Conclusions: HOTAIR exists in mammals, has poorly conserved sequences and considerably conserved structures, and has evolved faster than nearby HoxC genes. Exons of HOTAIR show distinct evolutionary features, and a 239 bp domain in the 1804 bp exon6 is especially conserved. These features, together with the absence of some exons and sequences in mouse, rat and kangaroo, suggest ab initio generation of HOTAIR in marsupials. Structure prediction identifies two fragments in the 5' end exon1 and the 3' end domain B of exon6, with sequence and structure invariably occurring in various predicted structures of exon1, the domain B of exon6 and the full HOTAIR.

Figure 1

Sequence conservation of HOTAIR orthologues in mammals. (A) The sequences of HOTAIR orthologues are obviously conserved in primates but less well conserved in other animals (from UCSC Genome Browser). (B) Orthologues of the HOTAIR exons exist only in mammals. Exon1, exon3, exon4, exon5 and domain B of exon6 are better conserved than exon2, exon6 and domain A of exon6 (indicated by the darkness of the boxes). Note that the sequence of the exon6 orthologue is significantly shorter in rat than in other mammals and contains just two domains. The two boxes under each exon6 are domain A (right side) and domain B (left side), linked by a double line indicating a gap of 130 bp (unmatched part in the Infernal search). The gaps in exon6 of dolphin and dog also indicate unmatched parts in the Infernal search. The double slashes in the schematic of the dolphin gene indicate long introns. (C) The order and orientation of HOTAIR and its neighbouring HoxC genes in mammals. X: HoxC is absent.

Figure 2

Phylogeny of HOTAIR. (A) A tree built with concatenated sequences of orthologues of exon1, exon3, exon4 and exon5. (B) A tree built with sequences of exon6 orthologues. C1 indicates the first local clock, while C2a, C2b and C2c indicate the second local clock inserted at three different places in different computations.

Figure 3

Predicted structures of exon1 orthologues in mammals. (A) The structure predicted by PMmulti and used by Infernal. This consensus structure consists of one big arc and three substructures. In some mammals, the bottom substructure contains three small loops, but in cow, dolphin, mouse and rat, it is a big loop. The middle substructure contains three tiny loops and the top substructure contains a hairpin at its end in all animals. (B) Two structures predicted by Mfold in human.
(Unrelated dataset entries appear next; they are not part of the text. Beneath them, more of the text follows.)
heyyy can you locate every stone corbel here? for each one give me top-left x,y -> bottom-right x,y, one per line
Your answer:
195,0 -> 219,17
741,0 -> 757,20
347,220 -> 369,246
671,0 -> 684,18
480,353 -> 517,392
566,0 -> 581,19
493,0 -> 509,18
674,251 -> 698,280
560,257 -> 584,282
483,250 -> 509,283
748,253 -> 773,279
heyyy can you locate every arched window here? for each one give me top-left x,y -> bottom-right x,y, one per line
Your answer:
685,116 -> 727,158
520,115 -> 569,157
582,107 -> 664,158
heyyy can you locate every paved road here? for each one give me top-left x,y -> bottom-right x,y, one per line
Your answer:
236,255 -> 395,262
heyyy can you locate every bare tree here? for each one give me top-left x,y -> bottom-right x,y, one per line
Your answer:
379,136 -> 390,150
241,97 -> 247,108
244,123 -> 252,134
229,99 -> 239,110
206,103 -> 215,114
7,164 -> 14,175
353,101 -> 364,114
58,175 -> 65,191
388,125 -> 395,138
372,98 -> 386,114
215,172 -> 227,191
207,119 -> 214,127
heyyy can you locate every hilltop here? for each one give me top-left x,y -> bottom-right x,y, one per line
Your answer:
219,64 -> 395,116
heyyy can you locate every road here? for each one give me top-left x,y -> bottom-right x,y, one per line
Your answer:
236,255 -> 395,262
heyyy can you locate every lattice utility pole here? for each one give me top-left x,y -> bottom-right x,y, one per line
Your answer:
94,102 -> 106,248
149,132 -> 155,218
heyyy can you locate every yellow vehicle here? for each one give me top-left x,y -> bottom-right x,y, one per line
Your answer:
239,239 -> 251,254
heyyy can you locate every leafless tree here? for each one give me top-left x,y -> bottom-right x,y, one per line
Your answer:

Although the overall structures are different, the hairpin structure found in the PMmulti-predicted structure invariably occurs in both structures. (C) Two structures predicted by Mfold: one in cow and one in dog. The sequence and its hairpin structure (slightly varied) occur in both structures.

Figure 4

Predicted structures of orthologues of domain B of exon6 in mammals. (A) The structure predicted by PMmulti and used by Infernal. The circled part was identified by comparing the structure with the structures predicted by Mfold based on the position and base pairing of sequence. (B) One structure predicted by Mfold in chimpanzee; the circled part is nearly the same as that predicted for the human sequence. (C) One structure predicted by Mfold in mouse; the circled part is slightly different but still occurs at one end. (D) One structure predicted by Mfold in dog; the circled part is embedded within other sequences.